I recalled why I was never close with Stamford at school. He was one of those people who was very eager to seem interesting. He tried to cultivate an air of mystery and worldliness but always managed to ruin the effect by his over enthusiasm. As he plucked a crumpet from the stack, I noticed he flourished a ring on his fat little finger that had the curious image of a green eye. He also had a gold pin on his cravat with a similar motif. Surely he was implying membership in some club or secret society.
I decided not to play his game. I nodded and sipped my tea.
“So, the army. That must have been a corker.”
I choked a bit. He had his chin in his hand and was leaning forward as if he were a child waiting to hear a story.
“Well, it was…it was…”
“I’d be pleased to hear all about it, Watson.”
I put down my cup.
My survival was an anomaly. I was found wandering alone in the desert weeks after the battle. I was delirious with thirst and badly bruised, but I was alive, and no one could understand how. I overheard the orderlies talking about it. Three other men had escaped the battle. One was a gibbering lunatic and could not be questioned. Another took his own life after a nervous breakdown in which he moaned about things that could not be unseen.
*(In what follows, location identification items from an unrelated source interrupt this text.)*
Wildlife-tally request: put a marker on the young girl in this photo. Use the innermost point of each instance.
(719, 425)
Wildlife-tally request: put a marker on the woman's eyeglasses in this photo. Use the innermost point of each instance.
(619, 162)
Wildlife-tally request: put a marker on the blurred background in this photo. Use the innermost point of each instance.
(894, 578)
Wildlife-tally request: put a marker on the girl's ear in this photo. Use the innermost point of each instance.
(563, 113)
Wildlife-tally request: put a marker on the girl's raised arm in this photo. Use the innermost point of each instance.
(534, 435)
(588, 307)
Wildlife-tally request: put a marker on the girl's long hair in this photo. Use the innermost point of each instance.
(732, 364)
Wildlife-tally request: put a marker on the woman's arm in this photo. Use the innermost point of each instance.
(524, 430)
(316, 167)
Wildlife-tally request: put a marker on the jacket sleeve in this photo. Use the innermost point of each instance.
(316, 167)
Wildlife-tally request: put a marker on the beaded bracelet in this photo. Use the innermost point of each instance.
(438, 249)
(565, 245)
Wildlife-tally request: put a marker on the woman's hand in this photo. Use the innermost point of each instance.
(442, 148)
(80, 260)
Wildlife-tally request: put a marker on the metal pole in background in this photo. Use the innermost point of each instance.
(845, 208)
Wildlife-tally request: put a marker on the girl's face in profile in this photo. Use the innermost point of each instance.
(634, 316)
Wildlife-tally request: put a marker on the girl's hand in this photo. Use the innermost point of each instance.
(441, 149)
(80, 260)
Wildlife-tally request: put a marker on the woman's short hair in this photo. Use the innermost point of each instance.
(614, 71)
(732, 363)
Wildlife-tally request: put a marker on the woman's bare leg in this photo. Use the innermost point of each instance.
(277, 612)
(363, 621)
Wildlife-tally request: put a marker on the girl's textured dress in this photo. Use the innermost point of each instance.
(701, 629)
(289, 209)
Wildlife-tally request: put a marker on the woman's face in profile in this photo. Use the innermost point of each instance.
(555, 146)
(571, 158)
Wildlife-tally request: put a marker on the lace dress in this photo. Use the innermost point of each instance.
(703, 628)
The third, after he physically recovered, wandered out into the desert and was never seen again. My sanity, if not my life, was despaired of and I got the impression my caretakers believed it was only a matter of time.
I had a wound in my shoulder. It was officially recorded as a bullet wound, but that was only because no one could explain what it actually was. It was a hideous, suppurating thing. I developed a fever and imagined that monstrous tendrils were growing out of me. I shouted in my delirium about how what I found deep in that cave had touched me. It had infected me, I knew it, and everyone around me was ignoring this grotesque transformation.
Eventually I recovered enough that I appeared to no longer suffer delusions. At least, so much that I was not a disgrace to the army. I was sworn to secrecy about the effects of my injury. I swore to myself that I would continue to dissemble and cling to the facade of sanity with my last ounce of strength.
I told Stamford that I had been shot.
I hoped that by my careful omissions he might not suspect the truth, but I was only fooling myself and should have realized that he would know instantly, by what I had purchased from him not an hour before, the nature of my ailment.
He looked at me with an odd focus. I crossed my arms over my chest and looked away. Then he banged his fist on the table, making the tea service jump. “You can’t fool me, Watson, old man! I’ve seen these symptoms before and I know exactly what you need.”
I looked at him sidelong, dreading what was about to come, knowing I had given away too much.
“Come with me to the theater tonight!”
“Beg pardon?” He scurried out of the room and came back in an instant and thrust a slip of paper under my nose. I read:
THEATRE DES CATACOMBES
The Strand Players’ LONDON SPECTACULAR
Friday, Jan 6th 11pm
“I have a spare ticket. The fellow I was supposed to go with had a change of plans at the last minute. It’ll do you a world of good to get out, and you can meet some of my friends.”